直近の課題を終わらせ、十全な準備を整えたと同時にVRキットを頭に装着しログインする。ログイン画面では事前にダウンロードしていた追加ファイルが更新され普段使う第1サーバーを選択し、視界が白く染まり収まってみれば少し懐かしさを感じるリリル村の広場で立ち尽くしていた。
自分と同じようなスタートダッシュ勢は多いらしく、夏休みなども含めて平日昼間ではあるもののログインして辺りを見渡すプレイヤーは多い
ポンと音が脳内で鳴ると視界ウィンドウの端には運営お知らせのメールが届いていた。そのメールに指を合わせてクリックするとメールが開きメールの文章ウィンドウに重ねるようにアイテムを入手した。
〈転移の鐘〉 レア度 C
制作評価 不明
種類 イベントアイテム
装備条件 無し
追加効果 転移【イベント】破壊不可 トレード売却不可
イベント《黒龍伝説》用の専用アイテム、これを使用するとイベント限定エリアへ転移する。
取り出してみれば若干黒ずんだ青銅のような素材で作られた呼びベルのようなアイテムが手元に現れた。早速アイテムをクリックし詳細を確認してみると思った通りのイベント専用アイテムでこれを使えばイベント会場へ行けるようだ。
早速クリックして使用してみると
『登録完了、転移は1時間後に確定されエリアに転移します。中止しますか?Y/N』
直ぐに行けるわけじゃないのか、そう驚きつつもこれが仕様なのでは仕方がない、幻想世界ではこのような登録せずに直行できたはずだがFWになって色々と仕様変更がなされたようだ。
一時間後、転移の鐘の待機時間が終了し転移開始!のボタンが現れる。中には早速転移しているプレイヤーも見かけチリンと耳に澄む音が鳴り響くと光の球体となって消えていった。
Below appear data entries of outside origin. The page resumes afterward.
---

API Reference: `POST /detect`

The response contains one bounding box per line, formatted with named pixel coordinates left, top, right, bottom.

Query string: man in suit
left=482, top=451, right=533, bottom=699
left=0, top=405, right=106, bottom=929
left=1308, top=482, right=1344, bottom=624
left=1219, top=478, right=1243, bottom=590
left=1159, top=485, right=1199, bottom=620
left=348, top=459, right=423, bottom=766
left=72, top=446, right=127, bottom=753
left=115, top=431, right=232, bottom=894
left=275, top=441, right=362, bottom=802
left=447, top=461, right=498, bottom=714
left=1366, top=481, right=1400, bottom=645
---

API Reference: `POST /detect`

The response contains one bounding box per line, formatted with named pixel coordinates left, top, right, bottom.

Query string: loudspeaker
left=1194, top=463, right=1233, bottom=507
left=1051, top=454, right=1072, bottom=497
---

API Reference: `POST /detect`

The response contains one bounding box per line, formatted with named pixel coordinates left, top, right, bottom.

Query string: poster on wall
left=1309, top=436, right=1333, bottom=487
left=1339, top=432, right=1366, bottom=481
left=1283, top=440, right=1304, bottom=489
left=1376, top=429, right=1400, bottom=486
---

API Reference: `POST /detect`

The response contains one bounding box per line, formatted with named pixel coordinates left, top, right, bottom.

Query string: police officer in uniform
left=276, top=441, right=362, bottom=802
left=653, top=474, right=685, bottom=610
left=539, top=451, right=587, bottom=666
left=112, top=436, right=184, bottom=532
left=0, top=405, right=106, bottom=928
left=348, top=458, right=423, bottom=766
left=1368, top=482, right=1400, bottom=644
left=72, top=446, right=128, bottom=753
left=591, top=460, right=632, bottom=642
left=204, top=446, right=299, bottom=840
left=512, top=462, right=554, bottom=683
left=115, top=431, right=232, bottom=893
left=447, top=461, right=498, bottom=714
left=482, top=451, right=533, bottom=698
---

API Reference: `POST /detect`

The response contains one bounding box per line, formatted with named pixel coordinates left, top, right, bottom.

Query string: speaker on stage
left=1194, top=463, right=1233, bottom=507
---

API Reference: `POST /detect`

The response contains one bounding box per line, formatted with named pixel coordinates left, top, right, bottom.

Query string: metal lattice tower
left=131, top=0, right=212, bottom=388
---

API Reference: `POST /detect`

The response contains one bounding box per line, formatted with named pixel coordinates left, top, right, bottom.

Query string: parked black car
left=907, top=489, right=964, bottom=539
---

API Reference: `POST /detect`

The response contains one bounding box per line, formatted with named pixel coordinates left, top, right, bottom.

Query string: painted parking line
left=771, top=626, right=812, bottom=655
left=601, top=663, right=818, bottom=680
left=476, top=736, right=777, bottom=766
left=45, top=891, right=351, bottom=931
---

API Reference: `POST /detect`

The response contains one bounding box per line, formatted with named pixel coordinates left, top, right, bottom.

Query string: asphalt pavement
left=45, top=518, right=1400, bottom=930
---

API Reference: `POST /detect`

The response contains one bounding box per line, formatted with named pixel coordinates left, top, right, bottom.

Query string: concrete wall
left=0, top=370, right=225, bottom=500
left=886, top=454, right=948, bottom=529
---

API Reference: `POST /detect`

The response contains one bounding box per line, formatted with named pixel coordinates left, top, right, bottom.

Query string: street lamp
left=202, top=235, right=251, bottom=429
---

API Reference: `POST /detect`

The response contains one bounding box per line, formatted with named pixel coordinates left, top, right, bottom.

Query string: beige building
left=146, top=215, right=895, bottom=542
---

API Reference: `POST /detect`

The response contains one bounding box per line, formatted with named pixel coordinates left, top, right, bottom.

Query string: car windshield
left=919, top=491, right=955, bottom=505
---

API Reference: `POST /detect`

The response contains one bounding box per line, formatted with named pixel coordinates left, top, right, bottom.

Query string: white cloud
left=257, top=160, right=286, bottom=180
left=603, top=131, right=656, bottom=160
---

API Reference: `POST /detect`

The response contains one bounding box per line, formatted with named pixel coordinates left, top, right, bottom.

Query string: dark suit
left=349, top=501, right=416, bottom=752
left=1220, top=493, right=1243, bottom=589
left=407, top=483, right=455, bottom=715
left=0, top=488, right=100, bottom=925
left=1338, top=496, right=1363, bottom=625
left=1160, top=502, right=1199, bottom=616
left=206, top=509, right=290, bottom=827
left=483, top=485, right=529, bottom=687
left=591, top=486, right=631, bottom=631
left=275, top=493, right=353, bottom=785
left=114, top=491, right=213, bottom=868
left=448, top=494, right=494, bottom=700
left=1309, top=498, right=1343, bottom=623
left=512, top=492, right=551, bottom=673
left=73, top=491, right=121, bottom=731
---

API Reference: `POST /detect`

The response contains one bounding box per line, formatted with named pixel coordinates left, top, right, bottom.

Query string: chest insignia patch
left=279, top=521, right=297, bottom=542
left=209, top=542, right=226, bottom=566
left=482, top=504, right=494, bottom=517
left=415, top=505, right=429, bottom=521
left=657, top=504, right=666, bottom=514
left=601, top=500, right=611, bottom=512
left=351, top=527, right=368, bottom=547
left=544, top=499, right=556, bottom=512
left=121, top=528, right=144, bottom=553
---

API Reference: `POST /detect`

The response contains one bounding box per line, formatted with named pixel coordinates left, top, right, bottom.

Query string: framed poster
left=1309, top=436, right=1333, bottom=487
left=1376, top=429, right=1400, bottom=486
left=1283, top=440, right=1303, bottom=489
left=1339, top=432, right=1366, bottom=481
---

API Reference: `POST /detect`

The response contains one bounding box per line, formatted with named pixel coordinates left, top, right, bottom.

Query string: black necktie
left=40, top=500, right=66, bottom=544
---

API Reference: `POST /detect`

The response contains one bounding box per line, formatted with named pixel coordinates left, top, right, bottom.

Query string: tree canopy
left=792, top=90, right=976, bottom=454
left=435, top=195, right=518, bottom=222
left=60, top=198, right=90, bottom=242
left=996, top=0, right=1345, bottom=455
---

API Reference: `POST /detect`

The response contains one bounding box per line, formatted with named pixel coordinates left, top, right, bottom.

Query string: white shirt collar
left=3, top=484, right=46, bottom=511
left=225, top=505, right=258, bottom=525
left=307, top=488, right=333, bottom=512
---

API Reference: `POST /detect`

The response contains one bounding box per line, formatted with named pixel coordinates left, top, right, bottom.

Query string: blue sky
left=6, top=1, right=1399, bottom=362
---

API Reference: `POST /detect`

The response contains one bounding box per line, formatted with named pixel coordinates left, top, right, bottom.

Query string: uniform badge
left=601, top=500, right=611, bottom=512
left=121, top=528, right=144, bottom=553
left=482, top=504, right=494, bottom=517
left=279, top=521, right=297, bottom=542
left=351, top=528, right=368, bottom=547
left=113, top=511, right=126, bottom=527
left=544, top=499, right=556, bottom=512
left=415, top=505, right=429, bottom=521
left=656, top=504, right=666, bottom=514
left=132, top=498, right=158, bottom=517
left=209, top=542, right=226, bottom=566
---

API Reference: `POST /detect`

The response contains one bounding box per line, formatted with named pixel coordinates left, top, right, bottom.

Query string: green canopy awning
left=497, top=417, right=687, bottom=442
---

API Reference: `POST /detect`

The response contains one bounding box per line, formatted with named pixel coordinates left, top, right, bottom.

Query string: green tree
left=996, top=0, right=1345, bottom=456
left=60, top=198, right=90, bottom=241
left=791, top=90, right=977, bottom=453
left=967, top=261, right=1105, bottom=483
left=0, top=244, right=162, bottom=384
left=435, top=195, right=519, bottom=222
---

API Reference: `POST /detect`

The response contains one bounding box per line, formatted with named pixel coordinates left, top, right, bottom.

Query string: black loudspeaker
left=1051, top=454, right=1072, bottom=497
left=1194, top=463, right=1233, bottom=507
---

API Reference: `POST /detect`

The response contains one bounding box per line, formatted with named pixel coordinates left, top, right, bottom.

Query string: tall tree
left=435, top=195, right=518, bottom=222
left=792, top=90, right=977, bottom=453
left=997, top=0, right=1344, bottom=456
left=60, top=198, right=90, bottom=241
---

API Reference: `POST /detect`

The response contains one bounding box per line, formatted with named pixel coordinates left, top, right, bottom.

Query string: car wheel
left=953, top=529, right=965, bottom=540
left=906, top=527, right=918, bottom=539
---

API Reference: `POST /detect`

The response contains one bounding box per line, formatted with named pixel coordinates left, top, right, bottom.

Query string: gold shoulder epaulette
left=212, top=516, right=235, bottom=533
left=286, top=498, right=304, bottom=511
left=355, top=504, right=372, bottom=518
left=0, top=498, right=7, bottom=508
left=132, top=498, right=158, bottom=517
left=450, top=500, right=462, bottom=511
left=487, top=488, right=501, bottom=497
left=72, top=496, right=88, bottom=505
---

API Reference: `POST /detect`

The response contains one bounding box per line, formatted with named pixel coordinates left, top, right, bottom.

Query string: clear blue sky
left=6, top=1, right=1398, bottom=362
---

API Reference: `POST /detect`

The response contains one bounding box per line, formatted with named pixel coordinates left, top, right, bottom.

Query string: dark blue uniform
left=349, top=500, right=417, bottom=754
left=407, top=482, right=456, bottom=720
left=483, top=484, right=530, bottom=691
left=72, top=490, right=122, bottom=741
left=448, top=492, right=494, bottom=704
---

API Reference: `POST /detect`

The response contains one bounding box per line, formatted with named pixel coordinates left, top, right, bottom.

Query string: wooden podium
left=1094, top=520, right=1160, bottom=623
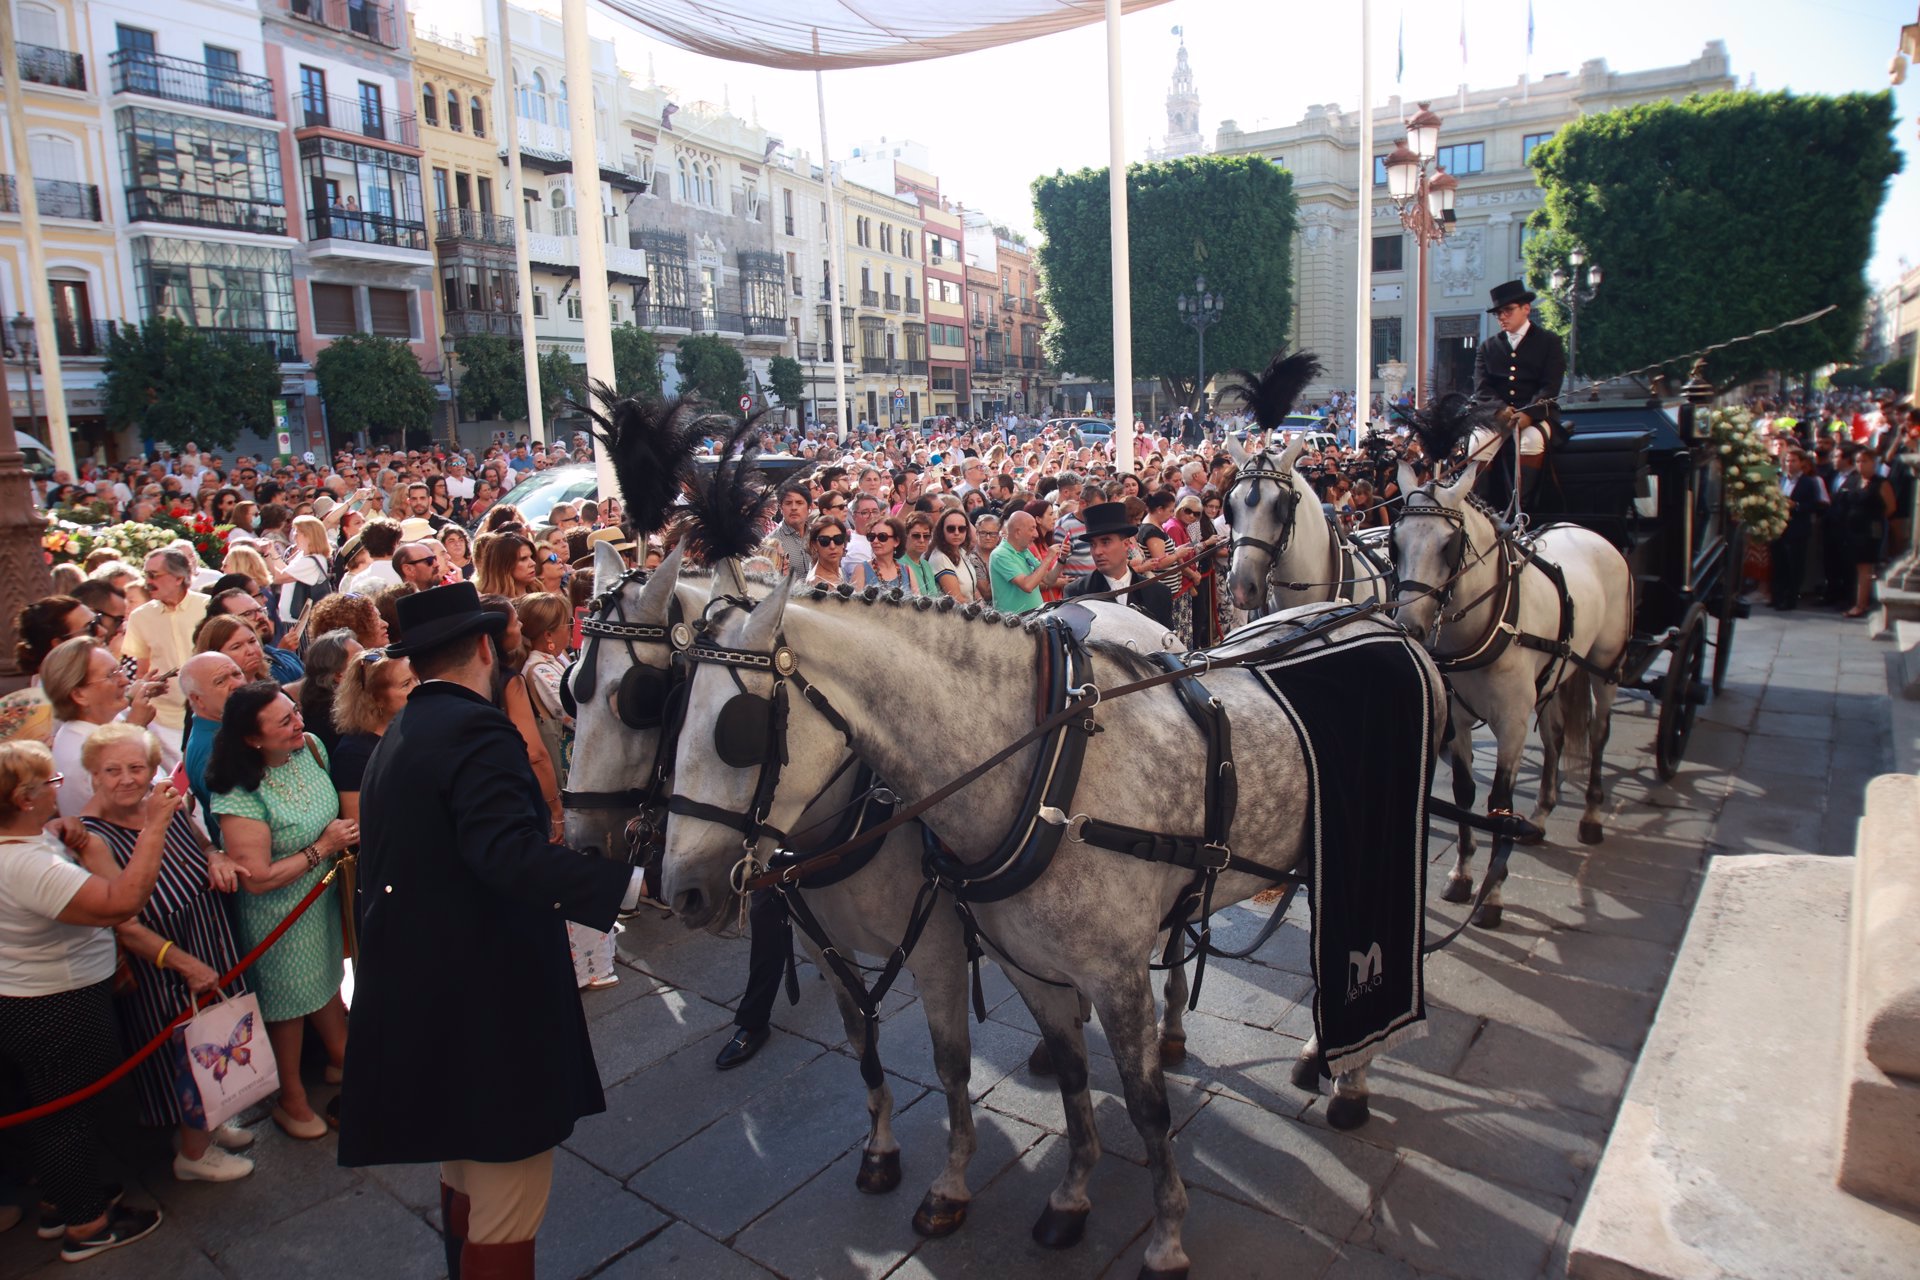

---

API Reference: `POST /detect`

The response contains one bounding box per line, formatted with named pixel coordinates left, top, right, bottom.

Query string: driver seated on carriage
left=1465, top=279, right=1567, bottom=513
自分もそのプレイヤー同様、視界に映る転移開始のボタンを押し実行する。チリンとやけに脳内に響く音と共に一瞬視界が切断され。まばたきをしてみればリリル村の広場とはまた違った場所へ転移していた。
ざわざわと騒ぎが最初に脳内で反応し、徐々に周りを確認してみれば皆町民のデフォルト服に胸当てやひざ当てなどの簡易な防具を身にまとった。所謂初期装備のままだった。
自分の手を確認してみれば今は懐かしい茶色い革の手袋に簡易的な留め具が施されたひじ当て、靴も革靴のような戦闘向きなものではなく武器すらも百均に売ってるようなおもちゃの剣のような安っぽさが出る大太刀が背中に背負われていた。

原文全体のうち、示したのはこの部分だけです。